Boyloaf at one time was one of the highest-ranked commanders in MEND but left the organization after he was granted amnesty in 2009 by president Umaru Musa Yar’Adua. Since being granted amnesty he has not joined any militant group but still hopes that one day the Niger Delta region will become independent.


Boyloaf joined the newly formed Movement for the Emancipation of the Niger Delta in 2006. Boyloaf soon rose to prominence in the ranks of MEND due to his expert commanding skills and was ranked 3rd highest in the ranks of MEND after Dokubo-Asari and Henry Okah. The name Boyloaf became well known throughout the Niger Delta and Boyloaf recruited hundreds of men and turned them into well trained soldiers. By 2008 Boyloaf had influence over many soldiers and people throughout the Niger Delta region. On August 27, 2009 Boyloaf was granted amnesty by the Nigerian president Umaru Musa Yar’Adua in Port Harcourt.

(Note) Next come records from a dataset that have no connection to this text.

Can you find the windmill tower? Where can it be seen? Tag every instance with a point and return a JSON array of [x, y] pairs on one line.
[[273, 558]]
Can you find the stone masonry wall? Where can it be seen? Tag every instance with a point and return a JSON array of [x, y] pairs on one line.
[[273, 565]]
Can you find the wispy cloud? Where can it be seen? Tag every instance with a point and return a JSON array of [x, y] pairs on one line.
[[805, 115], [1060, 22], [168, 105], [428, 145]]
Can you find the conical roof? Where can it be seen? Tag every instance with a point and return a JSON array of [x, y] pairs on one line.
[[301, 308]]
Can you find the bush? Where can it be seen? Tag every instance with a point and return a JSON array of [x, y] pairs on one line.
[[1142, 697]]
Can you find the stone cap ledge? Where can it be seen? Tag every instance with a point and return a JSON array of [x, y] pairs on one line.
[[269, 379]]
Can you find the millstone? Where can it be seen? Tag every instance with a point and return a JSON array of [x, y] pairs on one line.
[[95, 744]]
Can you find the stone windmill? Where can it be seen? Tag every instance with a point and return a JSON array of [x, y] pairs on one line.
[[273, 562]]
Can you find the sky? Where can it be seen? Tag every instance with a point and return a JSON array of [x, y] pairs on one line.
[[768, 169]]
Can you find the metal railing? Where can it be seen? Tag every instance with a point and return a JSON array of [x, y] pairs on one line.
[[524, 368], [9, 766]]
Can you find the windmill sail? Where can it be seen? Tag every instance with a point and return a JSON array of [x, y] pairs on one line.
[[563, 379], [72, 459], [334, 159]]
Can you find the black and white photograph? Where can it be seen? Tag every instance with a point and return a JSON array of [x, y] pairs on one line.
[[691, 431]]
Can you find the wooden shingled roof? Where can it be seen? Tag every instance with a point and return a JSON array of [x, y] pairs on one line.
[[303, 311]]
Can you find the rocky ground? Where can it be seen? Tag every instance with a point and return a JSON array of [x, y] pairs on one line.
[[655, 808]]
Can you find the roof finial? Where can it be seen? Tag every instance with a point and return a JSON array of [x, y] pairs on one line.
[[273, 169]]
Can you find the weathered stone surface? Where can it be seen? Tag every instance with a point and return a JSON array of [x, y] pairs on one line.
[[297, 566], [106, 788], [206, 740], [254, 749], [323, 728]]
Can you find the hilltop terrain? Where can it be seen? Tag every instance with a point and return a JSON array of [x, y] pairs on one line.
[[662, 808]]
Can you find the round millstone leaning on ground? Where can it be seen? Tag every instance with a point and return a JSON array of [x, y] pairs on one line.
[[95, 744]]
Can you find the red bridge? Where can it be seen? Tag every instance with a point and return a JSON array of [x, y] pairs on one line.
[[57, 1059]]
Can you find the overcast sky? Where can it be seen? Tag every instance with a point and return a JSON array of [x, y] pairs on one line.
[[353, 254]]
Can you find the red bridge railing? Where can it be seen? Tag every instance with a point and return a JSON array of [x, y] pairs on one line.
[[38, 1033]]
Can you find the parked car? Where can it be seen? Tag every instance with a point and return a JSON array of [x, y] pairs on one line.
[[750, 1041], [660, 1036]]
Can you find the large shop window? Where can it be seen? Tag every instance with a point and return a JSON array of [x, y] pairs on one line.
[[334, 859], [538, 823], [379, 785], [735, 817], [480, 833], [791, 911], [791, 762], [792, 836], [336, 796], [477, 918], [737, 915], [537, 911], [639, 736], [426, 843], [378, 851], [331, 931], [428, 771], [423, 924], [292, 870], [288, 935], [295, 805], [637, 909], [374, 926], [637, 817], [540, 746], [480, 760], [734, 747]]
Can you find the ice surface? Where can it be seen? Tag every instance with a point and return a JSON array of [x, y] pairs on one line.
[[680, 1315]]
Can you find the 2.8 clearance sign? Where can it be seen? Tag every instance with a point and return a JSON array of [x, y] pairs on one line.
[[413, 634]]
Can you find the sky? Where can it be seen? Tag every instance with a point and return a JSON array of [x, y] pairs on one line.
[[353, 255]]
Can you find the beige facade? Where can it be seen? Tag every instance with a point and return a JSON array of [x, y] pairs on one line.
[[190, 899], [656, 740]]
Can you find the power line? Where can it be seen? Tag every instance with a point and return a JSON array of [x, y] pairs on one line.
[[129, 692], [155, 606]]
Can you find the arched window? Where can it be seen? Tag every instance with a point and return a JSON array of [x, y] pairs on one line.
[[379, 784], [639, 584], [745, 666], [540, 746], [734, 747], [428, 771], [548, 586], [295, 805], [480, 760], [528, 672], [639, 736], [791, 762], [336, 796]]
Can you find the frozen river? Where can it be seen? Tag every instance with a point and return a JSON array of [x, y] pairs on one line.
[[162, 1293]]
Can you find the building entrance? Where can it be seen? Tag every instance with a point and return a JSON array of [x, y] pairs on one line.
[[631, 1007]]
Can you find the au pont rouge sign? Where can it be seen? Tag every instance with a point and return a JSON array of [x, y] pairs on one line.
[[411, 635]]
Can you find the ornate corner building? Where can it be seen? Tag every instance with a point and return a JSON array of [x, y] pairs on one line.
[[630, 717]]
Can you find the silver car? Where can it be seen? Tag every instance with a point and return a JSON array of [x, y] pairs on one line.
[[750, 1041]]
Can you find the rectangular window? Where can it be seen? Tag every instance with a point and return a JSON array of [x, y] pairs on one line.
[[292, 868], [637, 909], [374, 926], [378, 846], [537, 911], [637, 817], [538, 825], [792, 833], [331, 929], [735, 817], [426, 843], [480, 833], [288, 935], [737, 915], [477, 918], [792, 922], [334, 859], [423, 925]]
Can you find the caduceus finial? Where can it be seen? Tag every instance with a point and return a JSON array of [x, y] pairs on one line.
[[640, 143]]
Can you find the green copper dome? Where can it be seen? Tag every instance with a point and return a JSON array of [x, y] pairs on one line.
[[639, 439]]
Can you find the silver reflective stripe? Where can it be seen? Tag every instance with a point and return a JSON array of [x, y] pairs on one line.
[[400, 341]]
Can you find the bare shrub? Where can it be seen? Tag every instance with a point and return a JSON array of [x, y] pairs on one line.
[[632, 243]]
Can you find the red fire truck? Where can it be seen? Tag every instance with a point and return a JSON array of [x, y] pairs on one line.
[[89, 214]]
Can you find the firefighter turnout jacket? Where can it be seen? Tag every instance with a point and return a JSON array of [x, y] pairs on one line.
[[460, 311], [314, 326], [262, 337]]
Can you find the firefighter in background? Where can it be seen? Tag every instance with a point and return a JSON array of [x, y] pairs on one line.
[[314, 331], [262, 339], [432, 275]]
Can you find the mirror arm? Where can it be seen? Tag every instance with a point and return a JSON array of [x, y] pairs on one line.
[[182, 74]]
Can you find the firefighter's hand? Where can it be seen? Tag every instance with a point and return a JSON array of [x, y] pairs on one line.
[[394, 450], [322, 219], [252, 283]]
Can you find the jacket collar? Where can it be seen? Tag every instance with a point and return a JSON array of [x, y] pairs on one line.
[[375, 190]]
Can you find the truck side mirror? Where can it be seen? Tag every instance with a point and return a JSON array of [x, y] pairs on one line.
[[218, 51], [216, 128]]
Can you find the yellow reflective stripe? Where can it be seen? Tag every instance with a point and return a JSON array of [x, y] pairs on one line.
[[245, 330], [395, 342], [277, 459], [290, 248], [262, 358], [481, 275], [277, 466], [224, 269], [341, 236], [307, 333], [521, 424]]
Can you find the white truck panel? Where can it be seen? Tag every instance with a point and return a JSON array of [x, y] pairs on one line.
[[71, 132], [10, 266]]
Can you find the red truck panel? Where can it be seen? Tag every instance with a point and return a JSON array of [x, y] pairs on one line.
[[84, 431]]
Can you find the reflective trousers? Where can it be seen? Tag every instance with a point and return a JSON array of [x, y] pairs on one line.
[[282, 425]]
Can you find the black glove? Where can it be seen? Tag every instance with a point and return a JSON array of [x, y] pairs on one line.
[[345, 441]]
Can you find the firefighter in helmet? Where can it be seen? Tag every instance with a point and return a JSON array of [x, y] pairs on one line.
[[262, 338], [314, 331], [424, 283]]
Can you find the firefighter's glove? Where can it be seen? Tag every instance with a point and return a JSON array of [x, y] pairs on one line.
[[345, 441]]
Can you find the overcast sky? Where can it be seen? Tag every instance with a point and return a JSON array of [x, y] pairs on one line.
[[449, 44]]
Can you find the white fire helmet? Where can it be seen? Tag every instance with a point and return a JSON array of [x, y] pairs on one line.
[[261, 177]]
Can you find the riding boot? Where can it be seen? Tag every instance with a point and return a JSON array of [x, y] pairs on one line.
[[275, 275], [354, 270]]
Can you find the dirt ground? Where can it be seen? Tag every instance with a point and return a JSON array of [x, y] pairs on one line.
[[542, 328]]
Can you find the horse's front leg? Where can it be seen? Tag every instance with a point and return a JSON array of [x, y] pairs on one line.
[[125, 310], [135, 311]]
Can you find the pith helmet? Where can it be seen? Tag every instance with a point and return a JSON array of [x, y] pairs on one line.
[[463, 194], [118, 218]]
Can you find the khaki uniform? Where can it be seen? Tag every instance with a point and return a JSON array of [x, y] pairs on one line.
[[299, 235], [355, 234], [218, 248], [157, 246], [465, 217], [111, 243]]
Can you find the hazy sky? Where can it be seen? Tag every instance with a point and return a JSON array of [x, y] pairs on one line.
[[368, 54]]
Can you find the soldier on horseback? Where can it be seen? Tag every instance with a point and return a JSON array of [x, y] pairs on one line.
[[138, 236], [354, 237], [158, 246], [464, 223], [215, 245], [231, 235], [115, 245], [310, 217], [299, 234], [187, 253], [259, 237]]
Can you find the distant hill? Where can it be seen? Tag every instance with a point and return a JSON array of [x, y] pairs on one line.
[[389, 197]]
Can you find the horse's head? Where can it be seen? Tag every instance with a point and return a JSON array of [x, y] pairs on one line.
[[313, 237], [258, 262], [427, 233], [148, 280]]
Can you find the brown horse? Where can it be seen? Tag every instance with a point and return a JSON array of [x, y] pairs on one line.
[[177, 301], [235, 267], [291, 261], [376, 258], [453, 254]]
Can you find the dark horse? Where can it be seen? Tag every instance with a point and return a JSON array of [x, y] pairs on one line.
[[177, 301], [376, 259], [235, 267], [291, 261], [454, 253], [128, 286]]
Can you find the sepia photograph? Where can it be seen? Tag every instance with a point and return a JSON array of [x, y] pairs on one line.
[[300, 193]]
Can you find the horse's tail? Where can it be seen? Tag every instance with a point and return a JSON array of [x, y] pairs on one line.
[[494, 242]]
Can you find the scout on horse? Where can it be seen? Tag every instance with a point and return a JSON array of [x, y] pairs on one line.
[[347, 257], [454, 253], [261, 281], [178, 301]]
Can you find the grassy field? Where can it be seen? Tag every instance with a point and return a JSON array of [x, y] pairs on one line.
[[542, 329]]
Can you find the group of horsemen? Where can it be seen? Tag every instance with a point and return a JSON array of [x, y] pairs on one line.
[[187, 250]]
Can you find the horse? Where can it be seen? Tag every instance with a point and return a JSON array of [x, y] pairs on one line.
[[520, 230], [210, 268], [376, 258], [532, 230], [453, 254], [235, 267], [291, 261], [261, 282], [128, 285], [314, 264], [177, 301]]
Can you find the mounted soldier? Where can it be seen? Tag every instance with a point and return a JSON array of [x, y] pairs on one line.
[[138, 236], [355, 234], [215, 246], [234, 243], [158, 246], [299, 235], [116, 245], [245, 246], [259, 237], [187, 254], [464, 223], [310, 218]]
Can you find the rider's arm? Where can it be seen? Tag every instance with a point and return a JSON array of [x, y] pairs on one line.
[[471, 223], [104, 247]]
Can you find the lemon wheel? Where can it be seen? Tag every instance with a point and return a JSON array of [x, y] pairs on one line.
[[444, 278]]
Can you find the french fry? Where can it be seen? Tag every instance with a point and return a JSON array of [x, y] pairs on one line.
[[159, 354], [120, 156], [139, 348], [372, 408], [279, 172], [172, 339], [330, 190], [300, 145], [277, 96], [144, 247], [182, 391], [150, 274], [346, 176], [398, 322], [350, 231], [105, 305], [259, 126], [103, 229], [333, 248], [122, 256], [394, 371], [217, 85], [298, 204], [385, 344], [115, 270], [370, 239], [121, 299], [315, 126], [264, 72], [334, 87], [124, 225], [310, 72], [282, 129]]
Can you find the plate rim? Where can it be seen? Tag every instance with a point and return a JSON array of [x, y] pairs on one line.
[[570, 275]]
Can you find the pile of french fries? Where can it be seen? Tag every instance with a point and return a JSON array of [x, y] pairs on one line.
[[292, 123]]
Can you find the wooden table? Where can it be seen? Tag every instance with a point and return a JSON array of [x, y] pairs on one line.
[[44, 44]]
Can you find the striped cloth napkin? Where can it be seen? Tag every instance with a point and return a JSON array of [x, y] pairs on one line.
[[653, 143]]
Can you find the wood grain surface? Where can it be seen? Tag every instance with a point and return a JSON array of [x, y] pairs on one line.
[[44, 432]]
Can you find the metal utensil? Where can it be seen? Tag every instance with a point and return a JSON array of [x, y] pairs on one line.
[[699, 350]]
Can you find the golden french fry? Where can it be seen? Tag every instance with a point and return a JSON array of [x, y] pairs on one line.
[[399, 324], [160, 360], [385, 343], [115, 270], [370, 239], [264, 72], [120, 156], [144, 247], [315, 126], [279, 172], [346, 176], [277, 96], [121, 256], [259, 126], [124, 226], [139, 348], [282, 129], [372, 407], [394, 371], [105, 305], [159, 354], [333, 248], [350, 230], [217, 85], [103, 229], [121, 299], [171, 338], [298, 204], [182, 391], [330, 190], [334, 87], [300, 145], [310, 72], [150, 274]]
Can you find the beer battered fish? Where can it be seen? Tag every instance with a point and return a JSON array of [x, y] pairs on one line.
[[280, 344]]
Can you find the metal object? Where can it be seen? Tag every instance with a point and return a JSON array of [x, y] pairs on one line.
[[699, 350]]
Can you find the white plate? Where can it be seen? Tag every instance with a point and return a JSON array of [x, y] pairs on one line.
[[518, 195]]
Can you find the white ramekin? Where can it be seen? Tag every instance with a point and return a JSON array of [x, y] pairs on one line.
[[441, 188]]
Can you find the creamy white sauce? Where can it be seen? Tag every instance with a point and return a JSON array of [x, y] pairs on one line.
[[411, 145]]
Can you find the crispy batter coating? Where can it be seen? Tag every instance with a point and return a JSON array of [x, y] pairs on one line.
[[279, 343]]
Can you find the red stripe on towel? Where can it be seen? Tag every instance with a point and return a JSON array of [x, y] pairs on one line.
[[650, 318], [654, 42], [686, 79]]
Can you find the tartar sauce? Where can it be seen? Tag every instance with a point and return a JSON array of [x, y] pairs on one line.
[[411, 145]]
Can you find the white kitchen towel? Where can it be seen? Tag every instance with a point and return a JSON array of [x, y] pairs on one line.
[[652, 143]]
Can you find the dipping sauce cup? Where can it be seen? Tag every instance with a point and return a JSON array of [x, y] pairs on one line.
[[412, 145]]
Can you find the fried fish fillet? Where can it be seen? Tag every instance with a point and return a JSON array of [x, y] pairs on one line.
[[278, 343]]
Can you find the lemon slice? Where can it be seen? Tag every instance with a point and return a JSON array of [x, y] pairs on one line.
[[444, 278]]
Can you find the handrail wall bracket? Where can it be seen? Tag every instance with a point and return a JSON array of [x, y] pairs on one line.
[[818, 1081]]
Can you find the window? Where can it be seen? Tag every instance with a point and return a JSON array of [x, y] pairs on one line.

Soon after leaving MEND he became a prominent Nigerian politician and was popular among the people in the Niger Delta region. On October 1, 2010 MEND planted two bombs in the capital Abuja killing 12 people and wounding 17. Boyloaf was arrested but soon released. Boyloaf was arrested again on January 13, 2012 after a car bomb had exploded in a town he had been in the previous day. Again he released soon after. In late 2012 Boyloaf began promoting the Nigerian president Goodluck Jonathan for the 2015 Nigerian election. Due to the spike in MEND’s activities in early 2013 Boyloaf was yet again arrested on February 4, 2013 and again released soon after. Even though Boyloaf’s days of militancy are far behind him he says that if there is no progress in the Niger Delta and the people of the delta continue to suffer he will return to fighting.